This story first appeared in the appeared in the Actors/Directors/Screenwriters issue of TheWrap Oscar magazine.
For Scott Z. Burns, the biggest challenge in writing (and directing) “The Report” wasn’t deciding how closely to stick to the facts of the CIA’s use of torture post-9/11 — it was figuring out which set of facts he should place at the center of the movie.
Burns came to the story in 2014, just as journalists were reporting on the scandal, ex-military members were speaking out, and the CIA was trying to spin its own version of events. Following the tangled story, Burns originally wanted to make a film about the two psychologists who persuaded the CIA that its extreme methods were the key to effective interrogation. But then he ran across Daniel J. Jones, and all that changed.

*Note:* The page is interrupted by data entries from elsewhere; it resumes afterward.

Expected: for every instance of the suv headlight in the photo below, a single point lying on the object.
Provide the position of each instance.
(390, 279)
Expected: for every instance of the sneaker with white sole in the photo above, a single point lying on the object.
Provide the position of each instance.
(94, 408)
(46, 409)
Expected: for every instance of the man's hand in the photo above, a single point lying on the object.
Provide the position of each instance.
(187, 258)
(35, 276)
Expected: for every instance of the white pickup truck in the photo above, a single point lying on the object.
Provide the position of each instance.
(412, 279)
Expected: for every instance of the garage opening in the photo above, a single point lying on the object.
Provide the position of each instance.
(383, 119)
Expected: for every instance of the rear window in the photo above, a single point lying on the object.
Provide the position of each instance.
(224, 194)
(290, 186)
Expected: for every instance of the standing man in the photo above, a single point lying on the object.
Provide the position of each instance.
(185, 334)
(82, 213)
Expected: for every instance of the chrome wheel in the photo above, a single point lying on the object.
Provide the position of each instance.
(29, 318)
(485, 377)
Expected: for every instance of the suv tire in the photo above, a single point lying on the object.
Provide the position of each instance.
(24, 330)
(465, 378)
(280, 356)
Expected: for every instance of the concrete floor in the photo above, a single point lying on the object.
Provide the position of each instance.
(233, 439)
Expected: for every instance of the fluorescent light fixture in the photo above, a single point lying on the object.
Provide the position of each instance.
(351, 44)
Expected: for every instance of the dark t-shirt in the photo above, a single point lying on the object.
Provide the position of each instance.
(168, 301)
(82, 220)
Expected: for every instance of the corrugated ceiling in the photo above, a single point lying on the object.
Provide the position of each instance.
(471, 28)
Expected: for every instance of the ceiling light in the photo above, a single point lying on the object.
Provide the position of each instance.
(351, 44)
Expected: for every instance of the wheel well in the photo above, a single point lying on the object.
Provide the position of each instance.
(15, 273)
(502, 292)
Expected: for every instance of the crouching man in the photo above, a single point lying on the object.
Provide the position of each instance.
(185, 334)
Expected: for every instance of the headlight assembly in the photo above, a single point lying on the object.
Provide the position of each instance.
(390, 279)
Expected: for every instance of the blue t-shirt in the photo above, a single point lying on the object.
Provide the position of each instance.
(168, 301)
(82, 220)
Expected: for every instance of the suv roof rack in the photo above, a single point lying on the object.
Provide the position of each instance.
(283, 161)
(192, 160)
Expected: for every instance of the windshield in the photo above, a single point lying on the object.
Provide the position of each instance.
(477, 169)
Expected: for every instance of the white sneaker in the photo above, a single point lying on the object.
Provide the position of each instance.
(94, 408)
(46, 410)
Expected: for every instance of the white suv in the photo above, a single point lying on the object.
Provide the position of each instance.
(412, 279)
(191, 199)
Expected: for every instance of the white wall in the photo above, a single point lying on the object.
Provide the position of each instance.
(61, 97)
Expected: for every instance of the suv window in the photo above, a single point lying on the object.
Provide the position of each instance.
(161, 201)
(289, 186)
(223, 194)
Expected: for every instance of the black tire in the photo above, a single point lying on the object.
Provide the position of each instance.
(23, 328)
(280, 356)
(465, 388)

After Jones had submitted his 6,700-page report to the Senate Intelligence Committee, he’d spent months battling the CIA’s accusations that he was a spy and broke the law. After meeting Jones, Burns could no longer just tell the same drama that had already been told in documentaries, books and newspapers.
“It wasn’t just about the program itself; it was that the person who had been sent to do the report on it was subjected to this incredibly Kafkaesque ordeal in trying to get the truth out,” Burns said. “That ended up being the movie I felt I really wanted to make.”
Burns is making his feature debut on “The Report,” and it was his frequent collaborator Steven Soderbergh who first encouraged Burns to get into the directing chair. Soderbergh, for whom Burns had written “The Informant,” “Contagion” and this year’s “The Laundromat,” among others, sensed that only Burns could grasp the full extent of the CIA’s cover-up. Even so, Burns struggled to balance the density of the politics with the drama surrounding Jones as a character.
“Every time I would write a draft, I would try and arrange a table read so I could hear this thing out loud. It was always going to be very dense by design, but I didn’t want that density to get in the way of people really understanding it,” Burns said. “So I had table read after table read after table read, and I honestly don’t even know how many drafts I went through.”
In a way, Burns spent almost as many years working on his film as Jones did holed up in that CIA basement, and you can feel that same sense of frustration and outrage Jones did in trying to uncover the truth.
“The fact that this story played out over seven years allowed for the frustration and anger to dissipate and spread out,” Burns said. “So when I started writing the story and you realize that all of these points along the timeline are connected, it really hit home with me about how f—ed up this thing was.”